Test Datasets
Target standards for curating, storing, and consuming external datasets used as test fixtures. New datasets should follow these standards. Existing datasets are documented under legacy datasets and will be migrated incrementally.
Dataset categories
Small data (< 1 MB) is checked directly into tests/test_data/<source>/
alongside a metadata.json file. These files are always available without network access.
Large data (> 1 MB) is hosted as Parquet in the R2 test-data bucket.
A SHA-256 checksum is recorded in tests/test_data/large/checksums.json.

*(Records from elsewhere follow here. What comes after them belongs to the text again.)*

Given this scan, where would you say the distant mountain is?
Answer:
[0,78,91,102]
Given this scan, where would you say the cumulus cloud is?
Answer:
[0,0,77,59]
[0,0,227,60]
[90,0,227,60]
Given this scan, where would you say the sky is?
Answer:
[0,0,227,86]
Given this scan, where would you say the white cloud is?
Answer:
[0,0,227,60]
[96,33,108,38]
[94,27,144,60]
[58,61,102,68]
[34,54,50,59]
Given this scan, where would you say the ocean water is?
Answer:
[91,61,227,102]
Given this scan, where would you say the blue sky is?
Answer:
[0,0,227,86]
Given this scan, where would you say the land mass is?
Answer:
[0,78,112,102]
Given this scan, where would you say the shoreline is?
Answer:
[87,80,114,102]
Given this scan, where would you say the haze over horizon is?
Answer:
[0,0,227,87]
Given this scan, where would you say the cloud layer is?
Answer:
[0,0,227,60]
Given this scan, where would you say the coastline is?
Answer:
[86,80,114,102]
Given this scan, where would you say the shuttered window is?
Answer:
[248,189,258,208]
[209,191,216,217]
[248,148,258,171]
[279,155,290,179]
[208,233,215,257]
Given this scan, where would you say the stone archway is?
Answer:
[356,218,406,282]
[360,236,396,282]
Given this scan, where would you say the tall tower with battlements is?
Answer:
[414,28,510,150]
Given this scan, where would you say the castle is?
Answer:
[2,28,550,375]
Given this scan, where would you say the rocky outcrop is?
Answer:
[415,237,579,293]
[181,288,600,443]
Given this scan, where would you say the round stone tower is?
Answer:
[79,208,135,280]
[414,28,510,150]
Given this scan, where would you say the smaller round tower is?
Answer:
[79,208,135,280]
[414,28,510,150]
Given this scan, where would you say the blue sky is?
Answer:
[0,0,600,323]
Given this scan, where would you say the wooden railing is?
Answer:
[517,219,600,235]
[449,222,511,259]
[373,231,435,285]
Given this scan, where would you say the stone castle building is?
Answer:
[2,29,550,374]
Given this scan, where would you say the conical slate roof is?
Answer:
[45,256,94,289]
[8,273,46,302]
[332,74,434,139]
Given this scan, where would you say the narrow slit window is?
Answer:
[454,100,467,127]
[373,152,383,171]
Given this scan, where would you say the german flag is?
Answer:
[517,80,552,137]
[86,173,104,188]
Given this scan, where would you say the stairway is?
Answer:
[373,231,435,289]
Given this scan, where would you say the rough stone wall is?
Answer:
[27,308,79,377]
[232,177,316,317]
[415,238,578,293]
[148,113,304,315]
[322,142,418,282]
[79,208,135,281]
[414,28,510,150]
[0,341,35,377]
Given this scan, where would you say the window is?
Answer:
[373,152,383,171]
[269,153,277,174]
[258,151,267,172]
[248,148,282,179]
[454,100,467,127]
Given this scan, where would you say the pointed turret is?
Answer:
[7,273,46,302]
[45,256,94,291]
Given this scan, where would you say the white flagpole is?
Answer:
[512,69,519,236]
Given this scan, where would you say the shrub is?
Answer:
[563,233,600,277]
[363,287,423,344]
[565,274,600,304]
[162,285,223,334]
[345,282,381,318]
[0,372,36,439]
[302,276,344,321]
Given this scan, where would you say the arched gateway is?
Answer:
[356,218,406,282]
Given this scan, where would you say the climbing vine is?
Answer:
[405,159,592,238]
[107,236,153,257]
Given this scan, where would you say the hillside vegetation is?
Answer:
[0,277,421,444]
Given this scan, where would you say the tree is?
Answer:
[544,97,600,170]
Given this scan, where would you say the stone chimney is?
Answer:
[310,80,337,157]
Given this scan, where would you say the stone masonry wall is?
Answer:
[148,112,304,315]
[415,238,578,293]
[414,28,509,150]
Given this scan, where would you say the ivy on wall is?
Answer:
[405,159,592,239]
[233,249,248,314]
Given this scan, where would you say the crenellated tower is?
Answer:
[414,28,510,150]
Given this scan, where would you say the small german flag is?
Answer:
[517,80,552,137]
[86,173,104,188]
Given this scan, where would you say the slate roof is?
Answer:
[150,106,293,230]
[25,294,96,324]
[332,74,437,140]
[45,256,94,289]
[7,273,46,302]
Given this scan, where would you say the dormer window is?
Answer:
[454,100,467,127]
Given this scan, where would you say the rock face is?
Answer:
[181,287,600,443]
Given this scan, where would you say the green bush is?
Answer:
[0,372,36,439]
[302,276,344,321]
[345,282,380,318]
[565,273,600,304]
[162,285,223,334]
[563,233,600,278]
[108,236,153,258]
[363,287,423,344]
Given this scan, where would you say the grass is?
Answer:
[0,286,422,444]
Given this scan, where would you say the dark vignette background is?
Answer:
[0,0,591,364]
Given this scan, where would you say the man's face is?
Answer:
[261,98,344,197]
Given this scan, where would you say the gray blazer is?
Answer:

The ensure_test_data_exists() helper downloads the file on first use and verifies integrity.
Required metadata
Every curated dataset must include a metadata.json with at minimum:
| Field | Description |
|---|---|
file | Filename of the dataset. |
sha256 | SHA-256 hash of the file. |
size_bytes | File size in bytes. |
original_url | Download URL of the original source data. |
licence | License terms and any redistribution constraints. |
added_at | ISO 8601 timestamp when the dataset was curated. |
These fields match the output of scripts/curate-dataset.sh. Additional recommended
fields for richer provenance:
| Field | Description |
|---|---|
instrument | Instrument symbol(s) covered. |
date | Trading date(s) covered. |
format | Storage format (e.g., "NautilusTrader OrderBookDelta Parquet"). |
original_file | Original vendor filename before transformation. |
parser | Parser used for transformation (e.g., "itchy 0.3.4"). |
Storage format
New datasets should be stored as NautilusTrader Parquet (not raw vendor formats). This ensures:
- Consistent data types across all test datasets.
- No vendor format parsing at test time.
- Clear derivative-work status for licensing.
Use ZSTD compression (level 3) with 1M row groups.
Naming convention
<source>_<instrument>_<date>_<datatype>.parquetExamples:
itch_AAPL_2019-01-30_deltas.parquettardis_BTCUSDT_2020-09-01_depth10.parquet
Curation workflow
Simple files (single download)
Use scripts/curate-dataset.sh:
scripts/curate-dataset.sh <slug> <filename> <download-url> <licence>This creates a versioned directory (v1/<slug>/) with the file,
LICENSE.txt, and metadata.json containing the required fields above.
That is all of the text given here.